In Montenegro we focus on:
Making the economy more competitive, integrated and green.
Using sustainable tourism as a lever for SME development and investment in related industries – such as agribusiness and sustainable municipal infrastructure – are the focal points in the document.
Working with the private sector to help it become more competitive including developing agribusiness value chains and backward linkages in the tourism sector. Connectivity and regional integration will be improved by expanding cross-border transport and energy links, in line with the Connectivity Agenda for the Western Balkans. And the green economy in Montenegro – which marks 25 years since proclaiming itself a “green state” – will be supported via sustainable tourism among other things.
- Leveraging the country’s comparative advantages to develop agribusiness value chains, providing both investment and advice, to help Montenegro produce more local food for the tourism industry and decrease imports. Tourism – which is the main export product and growth driver in the country – is a big focus of the strategy which lists the following areas of potential EBRD engagement: “Upgrading the existing hotels stock through privatisation, addressing the seasonality issue by promoting development of congress tourism and health tourism facilities, and modernisation of related municipal and environmental infrastructure.

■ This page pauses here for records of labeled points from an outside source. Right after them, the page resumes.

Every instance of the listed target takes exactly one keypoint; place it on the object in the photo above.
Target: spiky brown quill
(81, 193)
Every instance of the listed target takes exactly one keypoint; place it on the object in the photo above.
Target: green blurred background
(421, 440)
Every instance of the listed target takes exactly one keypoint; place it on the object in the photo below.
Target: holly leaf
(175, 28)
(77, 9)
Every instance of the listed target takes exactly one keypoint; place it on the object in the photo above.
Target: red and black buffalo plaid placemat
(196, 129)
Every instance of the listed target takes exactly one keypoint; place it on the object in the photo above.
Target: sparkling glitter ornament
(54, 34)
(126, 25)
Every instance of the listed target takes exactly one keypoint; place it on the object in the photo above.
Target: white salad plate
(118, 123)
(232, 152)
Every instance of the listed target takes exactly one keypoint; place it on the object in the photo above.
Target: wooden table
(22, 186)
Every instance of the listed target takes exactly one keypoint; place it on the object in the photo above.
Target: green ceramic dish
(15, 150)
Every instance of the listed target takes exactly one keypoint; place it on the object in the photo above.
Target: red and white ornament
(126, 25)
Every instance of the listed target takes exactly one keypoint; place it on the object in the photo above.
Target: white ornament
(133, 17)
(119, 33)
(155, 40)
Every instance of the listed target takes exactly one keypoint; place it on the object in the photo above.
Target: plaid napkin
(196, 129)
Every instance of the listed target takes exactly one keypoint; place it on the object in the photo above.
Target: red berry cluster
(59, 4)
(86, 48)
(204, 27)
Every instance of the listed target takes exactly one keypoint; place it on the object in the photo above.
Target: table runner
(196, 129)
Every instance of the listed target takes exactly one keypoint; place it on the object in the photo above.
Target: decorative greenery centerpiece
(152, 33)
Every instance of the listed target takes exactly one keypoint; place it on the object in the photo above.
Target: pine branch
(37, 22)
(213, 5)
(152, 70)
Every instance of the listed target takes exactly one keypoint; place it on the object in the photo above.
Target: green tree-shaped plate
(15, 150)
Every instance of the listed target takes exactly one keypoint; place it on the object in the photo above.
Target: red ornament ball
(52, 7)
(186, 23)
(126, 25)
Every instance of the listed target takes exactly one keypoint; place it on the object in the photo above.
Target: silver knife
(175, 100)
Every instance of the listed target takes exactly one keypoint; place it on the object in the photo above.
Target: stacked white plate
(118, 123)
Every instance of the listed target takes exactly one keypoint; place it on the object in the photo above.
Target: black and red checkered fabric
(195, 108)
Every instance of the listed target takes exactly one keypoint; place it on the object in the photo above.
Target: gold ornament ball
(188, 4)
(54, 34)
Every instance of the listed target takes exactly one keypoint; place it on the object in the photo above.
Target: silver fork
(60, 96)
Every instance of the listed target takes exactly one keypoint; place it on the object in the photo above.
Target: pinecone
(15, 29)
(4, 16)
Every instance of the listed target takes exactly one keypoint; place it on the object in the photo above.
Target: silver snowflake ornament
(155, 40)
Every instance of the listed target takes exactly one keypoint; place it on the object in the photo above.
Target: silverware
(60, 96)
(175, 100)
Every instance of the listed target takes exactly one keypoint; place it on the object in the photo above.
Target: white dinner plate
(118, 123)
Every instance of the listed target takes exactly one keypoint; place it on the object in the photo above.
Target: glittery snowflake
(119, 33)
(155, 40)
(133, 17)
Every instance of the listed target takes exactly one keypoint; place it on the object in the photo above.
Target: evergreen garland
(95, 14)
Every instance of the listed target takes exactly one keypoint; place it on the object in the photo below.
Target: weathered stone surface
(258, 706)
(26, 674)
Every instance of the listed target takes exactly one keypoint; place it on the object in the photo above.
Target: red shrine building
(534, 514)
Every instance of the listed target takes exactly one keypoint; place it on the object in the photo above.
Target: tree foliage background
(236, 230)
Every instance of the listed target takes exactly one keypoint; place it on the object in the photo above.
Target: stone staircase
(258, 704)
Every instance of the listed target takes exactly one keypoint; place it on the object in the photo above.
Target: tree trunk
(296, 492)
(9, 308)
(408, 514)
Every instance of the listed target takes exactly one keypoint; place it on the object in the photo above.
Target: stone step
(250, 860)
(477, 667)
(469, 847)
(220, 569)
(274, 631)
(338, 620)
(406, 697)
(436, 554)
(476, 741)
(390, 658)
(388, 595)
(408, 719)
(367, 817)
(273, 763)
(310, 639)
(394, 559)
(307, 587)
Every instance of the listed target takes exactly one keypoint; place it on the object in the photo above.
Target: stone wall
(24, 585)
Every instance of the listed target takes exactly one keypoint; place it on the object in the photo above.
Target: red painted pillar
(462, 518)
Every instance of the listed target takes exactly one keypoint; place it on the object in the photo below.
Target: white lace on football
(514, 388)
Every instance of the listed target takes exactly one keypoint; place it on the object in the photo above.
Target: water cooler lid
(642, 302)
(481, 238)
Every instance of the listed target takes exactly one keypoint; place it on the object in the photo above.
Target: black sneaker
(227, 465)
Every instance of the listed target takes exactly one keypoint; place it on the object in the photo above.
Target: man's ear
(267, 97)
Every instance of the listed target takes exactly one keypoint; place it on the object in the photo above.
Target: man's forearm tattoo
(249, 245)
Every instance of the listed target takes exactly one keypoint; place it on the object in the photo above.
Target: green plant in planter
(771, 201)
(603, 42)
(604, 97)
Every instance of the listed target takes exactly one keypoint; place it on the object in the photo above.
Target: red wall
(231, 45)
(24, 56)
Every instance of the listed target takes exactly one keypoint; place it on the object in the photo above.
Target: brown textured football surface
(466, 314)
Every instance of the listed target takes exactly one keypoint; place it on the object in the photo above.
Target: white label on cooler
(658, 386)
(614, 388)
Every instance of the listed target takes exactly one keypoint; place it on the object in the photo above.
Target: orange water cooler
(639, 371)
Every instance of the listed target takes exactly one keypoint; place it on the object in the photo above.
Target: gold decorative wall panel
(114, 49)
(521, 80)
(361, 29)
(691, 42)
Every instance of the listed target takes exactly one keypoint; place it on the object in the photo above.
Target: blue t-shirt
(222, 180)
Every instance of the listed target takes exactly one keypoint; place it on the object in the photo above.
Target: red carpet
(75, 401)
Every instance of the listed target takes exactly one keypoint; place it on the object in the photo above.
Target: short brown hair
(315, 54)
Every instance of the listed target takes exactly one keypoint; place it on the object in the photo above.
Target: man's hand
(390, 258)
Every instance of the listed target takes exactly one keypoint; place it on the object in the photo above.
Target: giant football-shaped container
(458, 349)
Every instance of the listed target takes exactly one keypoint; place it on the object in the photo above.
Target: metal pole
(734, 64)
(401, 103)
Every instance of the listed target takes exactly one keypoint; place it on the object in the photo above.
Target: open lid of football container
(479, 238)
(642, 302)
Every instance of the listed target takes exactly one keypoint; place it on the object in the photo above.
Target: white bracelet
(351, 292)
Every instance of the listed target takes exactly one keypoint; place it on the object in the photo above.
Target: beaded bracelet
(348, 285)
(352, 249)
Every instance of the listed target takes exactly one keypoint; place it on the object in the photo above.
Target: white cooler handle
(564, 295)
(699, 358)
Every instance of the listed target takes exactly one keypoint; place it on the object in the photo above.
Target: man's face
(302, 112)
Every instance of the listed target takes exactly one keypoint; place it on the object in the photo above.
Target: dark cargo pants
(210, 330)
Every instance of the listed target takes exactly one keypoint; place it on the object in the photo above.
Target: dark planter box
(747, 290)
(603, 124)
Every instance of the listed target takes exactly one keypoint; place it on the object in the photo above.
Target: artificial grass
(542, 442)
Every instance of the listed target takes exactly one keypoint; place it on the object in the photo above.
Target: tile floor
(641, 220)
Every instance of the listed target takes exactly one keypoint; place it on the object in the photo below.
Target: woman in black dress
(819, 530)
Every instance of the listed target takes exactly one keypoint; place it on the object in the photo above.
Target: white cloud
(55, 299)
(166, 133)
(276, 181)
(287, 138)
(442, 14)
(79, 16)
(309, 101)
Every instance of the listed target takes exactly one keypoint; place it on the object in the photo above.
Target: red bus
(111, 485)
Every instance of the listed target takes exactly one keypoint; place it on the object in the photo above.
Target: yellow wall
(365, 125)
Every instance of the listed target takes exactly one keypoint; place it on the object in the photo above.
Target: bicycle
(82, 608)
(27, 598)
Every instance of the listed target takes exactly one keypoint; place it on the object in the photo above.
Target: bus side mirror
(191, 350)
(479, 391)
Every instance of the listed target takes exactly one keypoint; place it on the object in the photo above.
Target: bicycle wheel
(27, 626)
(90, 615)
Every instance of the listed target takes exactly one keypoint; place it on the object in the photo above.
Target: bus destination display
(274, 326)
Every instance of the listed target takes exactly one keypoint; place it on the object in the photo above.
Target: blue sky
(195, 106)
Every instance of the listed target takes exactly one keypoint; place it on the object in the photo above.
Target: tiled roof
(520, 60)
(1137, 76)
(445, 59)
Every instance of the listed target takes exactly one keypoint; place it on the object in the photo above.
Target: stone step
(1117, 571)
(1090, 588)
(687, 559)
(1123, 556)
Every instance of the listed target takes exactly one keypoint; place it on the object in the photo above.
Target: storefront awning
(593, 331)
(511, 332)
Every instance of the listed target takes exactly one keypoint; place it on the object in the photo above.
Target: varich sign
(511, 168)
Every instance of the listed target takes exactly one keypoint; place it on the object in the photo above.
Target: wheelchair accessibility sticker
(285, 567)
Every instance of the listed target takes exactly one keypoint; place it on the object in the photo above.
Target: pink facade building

The EBRD’s latest Montenegro strategy was adopted on 3 May 2017
Current EBRD forecast for Montenegro’s Real GDP Growth in 2017 3.0%
Current EBRD forecast for Montenegro’s Real GDP Growth in 2018 3.3%
In Montenegro, 2016 economic growth, estimated at 2.5 per cent (compared to 3.4 per cent in 2015) was lower than expected. Investment in the major highway project, which is being mainly financed by loans from China, is among the key drivers of this growth. However, high imports related to the project fuelled the trade deficit and made a significant drag on growth, almost offsetting the positive gross capital contribution. At the same time, concerns about fiscal discipline grew in 2016, especially in the run-up to elections when there were significant increases in public sector wages and social benefits. However, steps have since been taken by the authorities since then to chart a path for fiscal consolidation. As electricity output grows following the production from the newly commissioned Krnovo wind power plants, and as the tourism sector is likely to be boosted by the newly operational airline connections with the EU countries, we expect growth in 2017 to rise to 3 per cent, and further to 3.3 per cent in 2018. However, the worrying rise in public debt in recent years, projected to exceed 80 per cent of GDP by 2018, may necessitate painful austerity measures elsewhere, especially if economic growth rates were to falter.